Several lines of evidence lend support to the arthritogenic peptide hypothesis:

* T-Cell Responses: Studies have identified HLA-B27-restricted CD8+ T-cell responses to various peptides, including those derived from cartilage and other joint tissues, as well as microbial peptides.HLA-B27 - Oxford University Research Archive These T cells are implicated in the inflammatory cascade observed in SpA.

* Peptide Binding Specificity: Research into the peptide-binding repertoire of HLA-B27 has revealed certain preferences. While HLA-B27 is known for its promiscuous peptide binding, specific motifs and sequences can be preferentially presented, potentially including those that trigger an immune response.HLA-B27 antigen - UCSF Health

* Animal Models: Transgenic animal models expressing human HLA-B27 have been instrumental in studying the hypothesis. These models often develop SpA-like inflammatory conditions, providing an in vivo system to investigate the role of HLA-B27 and peptide presentation in disease development.

* Association with Infections: The strong link between reactive arthritis and preceding infections (e.g., bacterial gastroenteritis or urogenital infections) supports the idea that microbial peptides can trigger the disease in genetically susceptible individuals.

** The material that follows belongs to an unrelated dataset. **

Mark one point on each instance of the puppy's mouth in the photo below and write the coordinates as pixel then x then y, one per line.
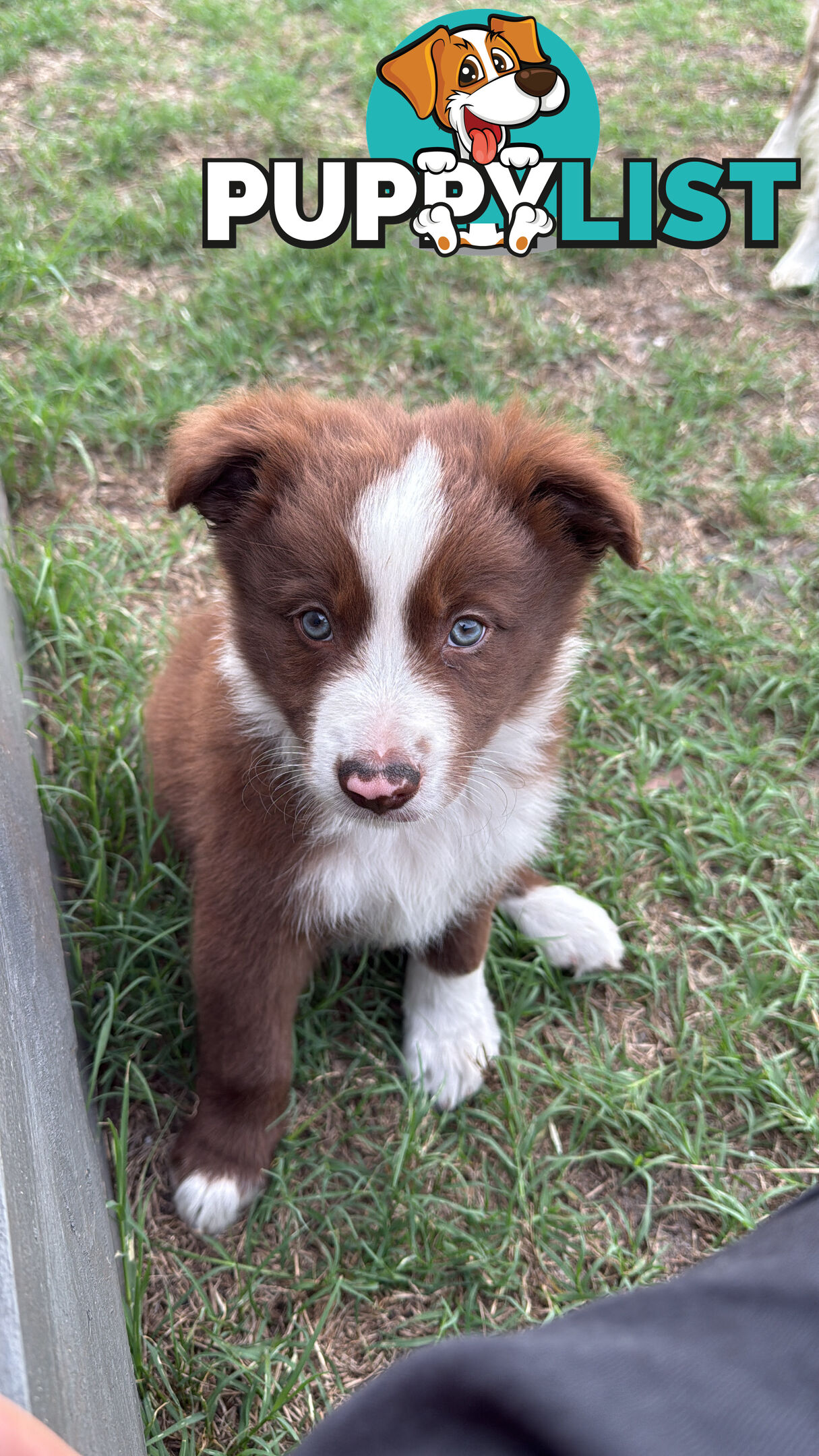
pixel 484 138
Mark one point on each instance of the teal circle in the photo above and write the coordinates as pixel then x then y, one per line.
pixel 394 130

Challenges and Evolving Perspectives

Despite its enduring influence, the arthritogenic peptide hypothesis has faced scrutiny and evolutionSpondyloarthritis and the Human Leukocyte Antigen (HLA). Some researchers argue that while peptide presentation is central, the "quantitative not qualitative" aspect of peptide binding might be more relevant. This suggests that it's not necessarily the unique nature of the peptide itself, but rather the sheer quantity or altered processing and presentation of common peptides by HLA-B27 that drives pathogenesis作者：P Bowness·2015·被引用次数：365—A number of lines of evidence, summarized in table 3, support thearthritogenic peptide hypothesis. Firstly HLA-B27-restricted CD8 T cell responses have ....

Furthermore, other hypotheses, such as the misfolding hypothesis (which focuses on the abnormal folding of HLA-B27 and its downstream effects like endoplasmic reticulum stress) and the role of gut microbiota, are also being explored as complementary or alternative explanations for SpA. Recent evidence continues to strongly support the arthritogenic peptide hypothesis, often integrating it with these other concepts to provide a more comprehensive understanding of SpA pathogenesis.

Conclusion

The arthritogenic peptide hypothesis remains a pivotal concept in understanding the complex etiology of spondyloarthritis. It highlights the critical interplay between genetic predisposition (HLA-B27) and environmental triggers (peptides), suggesting that the unique way HLA-B27 presents certain peptides is a key factor in initiating and perpetuating joint inflammationHuman Leukocyte Antigen (HLA) B27 Allotype-Specific .... While ongoing research refines our understanding and explores additional contributing factors, the core principle that specific peptide presentation by HLA-B27 can lead to disease continues to guide therapeutic strategies and deepen our insight into these debilitating inflammatory conditionsRevisiting the Arthritogenic Peptide Theory.